Джессика села на краешек небольшого стула. Старуха повернулась к ней.
— Зачем ты здесь, дитя?
Джессика начала рассказывать про книгу, упомянув дом Эльвы Ано, где не было ничего интересного, кроме сундука и писем в почтовом ящике. Старуха прервала её жестом, не терпящим возражений.
— Прости, у меня нет времени слушать неправду. Зачем ты здесь?
В голове Джессики проносились сотни мыслей, она вспомнила себя совсем маленькой, когда родители водили её в зоопарк. Тогда ей очень захотелось писать, но почему-то Джессика молчала, не сказав родителям. Когда стало совсем невмоготу, Джессика собралась было раскрыть рот и промолвить, что хочет пи-пи, но опоздала. Горячие ручейки потекли по ногам. Неприятное ощущение. Сейчас она испытывала то же самое. Испугавшись, что обмочится, Джессика заёрзала на стуле.
— Говори.
И Джессика заговорила, рассказав то, что гложило её долгие годы. Она призналась этой незнакомой женщине в истинной причине, заставившей Джессику бросить все дела и снова примчаться в этот округ. Старуха слушала внимательно и не перебивала лишь иногда задумчиво кивала головой. Джессика говорила, впервые за долгие годы ей самой хотелось поведать всю историю до конца. С каждым сказанным предложением ей становилось всё легче, остановить рассказ Джессика уже не могла.

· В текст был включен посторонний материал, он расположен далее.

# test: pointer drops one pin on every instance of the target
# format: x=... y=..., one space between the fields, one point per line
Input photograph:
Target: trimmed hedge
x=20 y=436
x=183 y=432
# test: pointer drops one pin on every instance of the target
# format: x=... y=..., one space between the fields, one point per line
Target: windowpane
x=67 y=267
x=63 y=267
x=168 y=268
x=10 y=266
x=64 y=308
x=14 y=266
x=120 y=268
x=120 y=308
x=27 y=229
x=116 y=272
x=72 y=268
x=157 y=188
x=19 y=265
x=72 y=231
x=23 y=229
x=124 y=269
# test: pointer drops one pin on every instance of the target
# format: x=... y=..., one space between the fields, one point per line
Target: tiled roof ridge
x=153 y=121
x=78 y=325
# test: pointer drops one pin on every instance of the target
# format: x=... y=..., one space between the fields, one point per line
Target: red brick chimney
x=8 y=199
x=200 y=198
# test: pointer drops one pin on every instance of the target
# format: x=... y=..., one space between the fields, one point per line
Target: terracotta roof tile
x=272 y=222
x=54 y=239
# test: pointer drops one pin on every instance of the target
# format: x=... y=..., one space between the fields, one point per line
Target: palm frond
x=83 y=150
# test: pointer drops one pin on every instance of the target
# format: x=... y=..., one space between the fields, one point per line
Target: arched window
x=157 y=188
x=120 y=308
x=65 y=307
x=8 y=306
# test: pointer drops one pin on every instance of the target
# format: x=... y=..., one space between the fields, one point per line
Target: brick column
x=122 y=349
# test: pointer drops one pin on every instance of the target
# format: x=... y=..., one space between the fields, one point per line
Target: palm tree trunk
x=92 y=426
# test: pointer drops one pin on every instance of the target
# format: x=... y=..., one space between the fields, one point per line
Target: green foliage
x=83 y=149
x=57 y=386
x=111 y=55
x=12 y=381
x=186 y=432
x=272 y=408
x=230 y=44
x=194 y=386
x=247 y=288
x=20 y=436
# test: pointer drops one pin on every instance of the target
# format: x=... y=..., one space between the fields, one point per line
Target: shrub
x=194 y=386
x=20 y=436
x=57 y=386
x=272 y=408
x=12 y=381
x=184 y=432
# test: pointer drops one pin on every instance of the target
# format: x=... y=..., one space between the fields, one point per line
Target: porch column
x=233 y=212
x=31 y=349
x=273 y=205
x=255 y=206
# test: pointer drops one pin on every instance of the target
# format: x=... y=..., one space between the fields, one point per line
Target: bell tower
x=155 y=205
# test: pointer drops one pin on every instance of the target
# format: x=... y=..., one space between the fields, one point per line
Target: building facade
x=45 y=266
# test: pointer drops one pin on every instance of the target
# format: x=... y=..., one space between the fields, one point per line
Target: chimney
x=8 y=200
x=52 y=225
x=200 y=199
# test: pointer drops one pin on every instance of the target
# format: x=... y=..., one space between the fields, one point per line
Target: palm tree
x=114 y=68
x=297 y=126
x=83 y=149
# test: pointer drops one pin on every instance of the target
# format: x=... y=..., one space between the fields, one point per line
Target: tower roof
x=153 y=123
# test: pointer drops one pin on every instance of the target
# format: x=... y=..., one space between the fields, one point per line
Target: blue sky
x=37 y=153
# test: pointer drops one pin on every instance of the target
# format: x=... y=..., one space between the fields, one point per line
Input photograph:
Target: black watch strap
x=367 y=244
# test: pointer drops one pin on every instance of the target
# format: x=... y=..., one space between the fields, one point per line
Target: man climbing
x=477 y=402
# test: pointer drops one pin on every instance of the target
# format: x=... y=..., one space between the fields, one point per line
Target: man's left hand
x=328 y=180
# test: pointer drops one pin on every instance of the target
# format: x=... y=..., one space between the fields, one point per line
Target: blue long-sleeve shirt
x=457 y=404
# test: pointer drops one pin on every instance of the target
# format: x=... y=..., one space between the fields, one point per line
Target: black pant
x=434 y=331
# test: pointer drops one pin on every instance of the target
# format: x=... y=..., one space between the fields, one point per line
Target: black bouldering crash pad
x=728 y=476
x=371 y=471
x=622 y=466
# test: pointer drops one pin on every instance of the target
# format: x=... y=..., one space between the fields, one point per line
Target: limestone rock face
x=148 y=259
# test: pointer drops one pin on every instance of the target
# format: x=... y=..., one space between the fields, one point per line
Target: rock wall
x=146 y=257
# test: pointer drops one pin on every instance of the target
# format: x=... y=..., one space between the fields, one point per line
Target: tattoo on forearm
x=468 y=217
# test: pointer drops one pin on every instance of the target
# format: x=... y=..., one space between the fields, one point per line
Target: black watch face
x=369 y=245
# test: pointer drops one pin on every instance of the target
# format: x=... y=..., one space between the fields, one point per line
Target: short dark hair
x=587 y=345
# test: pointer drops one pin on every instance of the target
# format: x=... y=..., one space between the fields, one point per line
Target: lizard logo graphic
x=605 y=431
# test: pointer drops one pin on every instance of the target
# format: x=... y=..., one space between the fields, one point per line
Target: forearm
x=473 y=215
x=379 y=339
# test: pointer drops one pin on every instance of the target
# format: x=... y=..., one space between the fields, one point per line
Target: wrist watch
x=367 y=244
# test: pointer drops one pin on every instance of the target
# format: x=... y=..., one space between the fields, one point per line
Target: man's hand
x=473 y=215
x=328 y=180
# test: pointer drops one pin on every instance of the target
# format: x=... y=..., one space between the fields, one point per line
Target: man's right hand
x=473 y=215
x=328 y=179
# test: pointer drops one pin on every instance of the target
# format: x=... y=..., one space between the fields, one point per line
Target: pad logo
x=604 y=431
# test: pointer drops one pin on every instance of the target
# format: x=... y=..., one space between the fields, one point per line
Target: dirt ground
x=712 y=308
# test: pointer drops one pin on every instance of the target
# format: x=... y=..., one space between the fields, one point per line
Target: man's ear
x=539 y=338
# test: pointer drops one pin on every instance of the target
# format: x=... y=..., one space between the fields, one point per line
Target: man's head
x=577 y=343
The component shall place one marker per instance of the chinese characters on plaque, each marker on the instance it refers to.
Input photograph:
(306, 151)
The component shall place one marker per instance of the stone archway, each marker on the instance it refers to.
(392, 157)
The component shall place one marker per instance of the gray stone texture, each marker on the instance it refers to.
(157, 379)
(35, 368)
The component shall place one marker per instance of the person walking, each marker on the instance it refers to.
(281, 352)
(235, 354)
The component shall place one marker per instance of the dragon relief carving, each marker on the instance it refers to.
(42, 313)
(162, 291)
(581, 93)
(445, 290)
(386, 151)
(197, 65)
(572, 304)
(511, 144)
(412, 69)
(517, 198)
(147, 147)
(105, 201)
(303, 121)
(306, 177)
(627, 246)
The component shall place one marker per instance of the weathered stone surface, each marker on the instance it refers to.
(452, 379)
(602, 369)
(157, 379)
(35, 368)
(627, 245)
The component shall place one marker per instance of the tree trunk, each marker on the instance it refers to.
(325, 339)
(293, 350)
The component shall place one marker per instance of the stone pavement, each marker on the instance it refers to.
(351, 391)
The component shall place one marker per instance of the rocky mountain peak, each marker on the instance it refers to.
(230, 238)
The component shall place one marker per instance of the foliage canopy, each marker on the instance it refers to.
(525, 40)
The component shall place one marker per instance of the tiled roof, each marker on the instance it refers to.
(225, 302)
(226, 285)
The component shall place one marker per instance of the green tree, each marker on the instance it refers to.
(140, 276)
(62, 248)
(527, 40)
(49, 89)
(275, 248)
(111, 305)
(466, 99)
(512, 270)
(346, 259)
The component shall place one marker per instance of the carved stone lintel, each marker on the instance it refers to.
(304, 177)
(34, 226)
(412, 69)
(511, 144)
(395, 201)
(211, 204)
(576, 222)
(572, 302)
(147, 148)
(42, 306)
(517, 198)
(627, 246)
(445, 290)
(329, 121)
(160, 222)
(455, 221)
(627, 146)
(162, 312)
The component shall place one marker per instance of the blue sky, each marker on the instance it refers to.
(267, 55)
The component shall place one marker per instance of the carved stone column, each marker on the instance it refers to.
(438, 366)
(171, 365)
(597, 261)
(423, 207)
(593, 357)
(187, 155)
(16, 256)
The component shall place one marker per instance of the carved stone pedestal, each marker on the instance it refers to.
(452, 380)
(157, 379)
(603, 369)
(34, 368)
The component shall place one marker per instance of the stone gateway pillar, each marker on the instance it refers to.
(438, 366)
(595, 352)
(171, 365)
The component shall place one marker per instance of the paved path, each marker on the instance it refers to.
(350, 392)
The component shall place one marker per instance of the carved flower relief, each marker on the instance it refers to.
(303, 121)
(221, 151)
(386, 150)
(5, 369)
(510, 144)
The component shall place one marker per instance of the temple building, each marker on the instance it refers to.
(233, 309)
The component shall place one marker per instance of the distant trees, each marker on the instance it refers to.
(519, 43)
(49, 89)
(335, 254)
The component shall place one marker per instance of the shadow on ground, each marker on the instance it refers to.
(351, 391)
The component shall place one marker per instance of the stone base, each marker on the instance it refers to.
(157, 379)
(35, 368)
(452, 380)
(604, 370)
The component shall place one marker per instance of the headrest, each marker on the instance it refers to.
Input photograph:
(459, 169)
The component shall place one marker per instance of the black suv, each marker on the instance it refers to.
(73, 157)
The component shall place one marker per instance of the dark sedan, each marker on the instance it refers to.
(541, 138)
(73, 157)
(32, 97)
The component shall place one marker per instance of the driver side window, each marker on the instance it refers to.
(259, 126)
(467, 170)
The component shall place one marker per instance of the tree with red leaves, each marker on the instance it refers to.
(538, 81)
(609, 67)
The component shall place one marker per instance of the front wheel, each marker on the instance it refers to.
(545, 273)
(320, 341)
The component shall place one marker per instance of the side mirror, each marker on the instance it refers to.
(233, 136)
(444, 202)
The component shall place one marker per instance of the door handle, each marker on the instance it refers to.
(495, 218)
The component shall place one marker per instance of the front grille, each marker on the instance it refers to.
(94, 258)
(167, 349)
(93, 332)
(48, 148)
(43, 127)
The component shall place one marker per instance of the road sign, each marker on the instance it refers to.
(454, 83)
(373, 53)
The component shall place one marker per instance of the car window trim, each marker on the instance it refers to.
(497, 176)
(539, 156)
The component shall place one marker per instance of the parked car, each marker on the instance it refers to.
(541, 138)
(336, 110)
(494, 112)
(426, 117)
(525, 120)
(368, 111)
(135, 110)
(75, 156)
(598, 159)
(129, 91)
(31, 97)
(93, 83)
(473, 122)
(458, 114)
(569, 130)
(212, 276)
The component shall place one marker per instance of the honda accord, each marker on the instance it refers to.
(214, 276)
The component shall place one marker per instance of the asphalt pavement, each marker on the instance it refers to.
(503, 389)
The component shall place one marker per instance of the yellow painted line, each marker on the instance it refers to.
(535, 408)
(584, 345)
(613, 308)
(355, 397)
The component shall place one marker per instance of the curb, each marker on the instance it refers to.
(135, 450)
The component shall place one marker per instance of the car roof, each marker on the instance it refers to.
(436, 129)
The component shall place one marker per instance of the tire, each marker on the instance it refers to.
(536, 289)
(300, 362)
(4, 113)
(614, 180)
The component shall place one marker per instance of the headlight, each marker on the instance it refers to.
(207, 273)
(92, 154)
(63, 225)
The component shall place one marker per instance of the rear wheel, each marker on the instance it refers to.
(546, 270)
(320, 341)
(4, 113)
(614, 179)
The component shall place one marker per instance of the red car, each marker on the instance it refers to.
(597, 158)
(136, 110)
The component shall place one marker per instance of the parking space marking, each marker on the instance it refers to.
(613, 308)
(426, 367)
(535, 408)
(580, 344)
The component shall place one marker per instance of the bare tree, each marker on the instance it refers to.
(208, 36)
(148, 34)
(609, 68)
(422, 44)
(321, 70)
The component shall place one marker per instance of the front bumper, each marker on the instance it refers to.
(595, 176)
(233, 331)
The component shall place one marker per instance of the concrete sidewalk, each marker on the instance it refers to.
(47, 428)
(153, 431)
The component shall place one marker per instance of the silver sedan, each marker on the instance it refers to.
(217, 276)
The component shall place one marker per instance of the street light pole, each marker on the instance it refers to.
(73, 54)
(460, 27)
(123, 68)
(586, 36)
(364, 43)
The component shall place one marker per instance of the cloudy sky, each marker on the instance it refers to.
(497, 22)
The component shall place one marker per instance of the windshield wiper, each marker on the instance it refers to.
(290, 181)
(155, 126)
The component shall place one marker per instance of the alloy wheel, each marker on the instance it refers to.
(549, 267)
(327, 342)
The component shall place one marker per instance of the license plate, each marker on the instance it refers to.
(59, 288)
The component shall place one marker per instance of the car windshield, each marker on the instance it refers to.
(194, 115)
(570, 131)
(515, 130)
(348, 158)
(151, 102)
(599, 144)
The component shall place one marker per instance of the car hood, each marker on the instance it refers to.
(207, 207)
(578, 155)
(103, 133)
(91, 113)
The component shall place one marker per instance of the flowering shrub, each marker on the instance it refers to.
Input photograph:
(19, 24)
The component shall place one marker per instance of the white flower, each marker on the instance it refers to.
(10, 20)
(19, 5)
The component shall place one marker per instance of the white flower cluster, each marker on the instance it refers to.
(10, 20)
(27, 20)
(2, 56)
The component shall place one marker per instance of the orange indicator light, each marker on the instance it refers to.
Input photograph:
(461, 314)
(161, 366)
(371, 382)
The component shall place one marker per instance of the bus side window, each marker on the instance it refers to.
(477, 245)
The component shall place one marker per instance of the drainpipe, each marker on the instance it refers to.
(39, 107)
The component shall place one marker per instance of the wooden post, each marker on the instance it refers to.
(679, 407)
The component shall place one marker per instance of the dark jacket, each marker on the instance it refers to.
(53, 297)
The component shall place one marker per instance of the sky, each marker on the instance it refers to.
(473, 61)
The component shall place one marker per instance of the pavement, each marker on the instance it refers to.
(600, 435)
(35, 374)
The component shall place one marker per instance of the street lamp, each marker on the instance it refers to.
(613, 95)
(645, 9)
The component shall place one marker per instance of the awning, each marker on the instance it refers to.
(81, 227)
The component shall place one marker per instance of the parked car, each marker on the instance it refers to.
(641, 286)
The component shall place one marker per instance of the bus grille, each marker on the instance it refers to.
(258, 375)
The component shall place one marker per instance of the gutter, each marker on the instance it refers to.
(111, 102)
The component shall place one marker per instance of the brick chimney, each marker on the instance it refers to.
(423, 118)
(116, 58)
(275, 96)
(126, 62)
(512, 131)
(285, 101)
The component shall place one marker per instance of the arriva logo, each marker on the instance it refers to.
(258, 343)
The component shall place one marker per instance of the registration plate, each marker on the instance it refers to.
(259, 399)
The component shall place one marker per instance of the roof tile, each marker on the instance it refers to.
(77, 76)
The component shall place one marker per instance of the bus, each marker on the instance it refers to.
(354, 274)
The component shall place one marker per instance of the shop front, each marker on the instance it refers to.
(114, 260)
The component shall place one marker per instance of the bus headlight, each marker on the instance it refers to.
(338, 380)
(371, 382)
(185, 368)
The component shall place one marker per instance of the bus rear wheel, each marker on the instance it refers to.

— Мне было десять лет, когда отец решил прокатиться на машине по Америке. Мы объездили двенадцать штатов, ночевали в мотелях, навещали родственников в крупных городах. Наш маршрут пролегал сквозь леса этого округа. Неподалёку от Спенсервиля встали на ночлег. Отец разбил палатку, хотя мы все отлично помещались в домике на колёсах. Грэгори, старший брат, всё звал меня в палатку, но я хотела спать с мамой. После ужина, мы ещё долго беседовали у костра, а потом я ушла спать. Рано утром отец разбудил нас тревожным стуком в запотевшее стекло. Гри пропал. Мы искали его втроём, вскоре приехала полиция, егеря, а за ними и рейнджеры. Тринадцатилетний мальчишка не мог уйти далеко. Но он ушёл. Ушёл навсегда. В этом году ему было бы тридцать восемь.
Джессика посмотрела на старуху. Крупные слёзы текли по её морщинистой щеке. Второй глаз был сух.
— Дай мне руку, дитя.
Джессика повиновалась. Ей стало тепло и хорошо. Растревоженная рана затягивалась.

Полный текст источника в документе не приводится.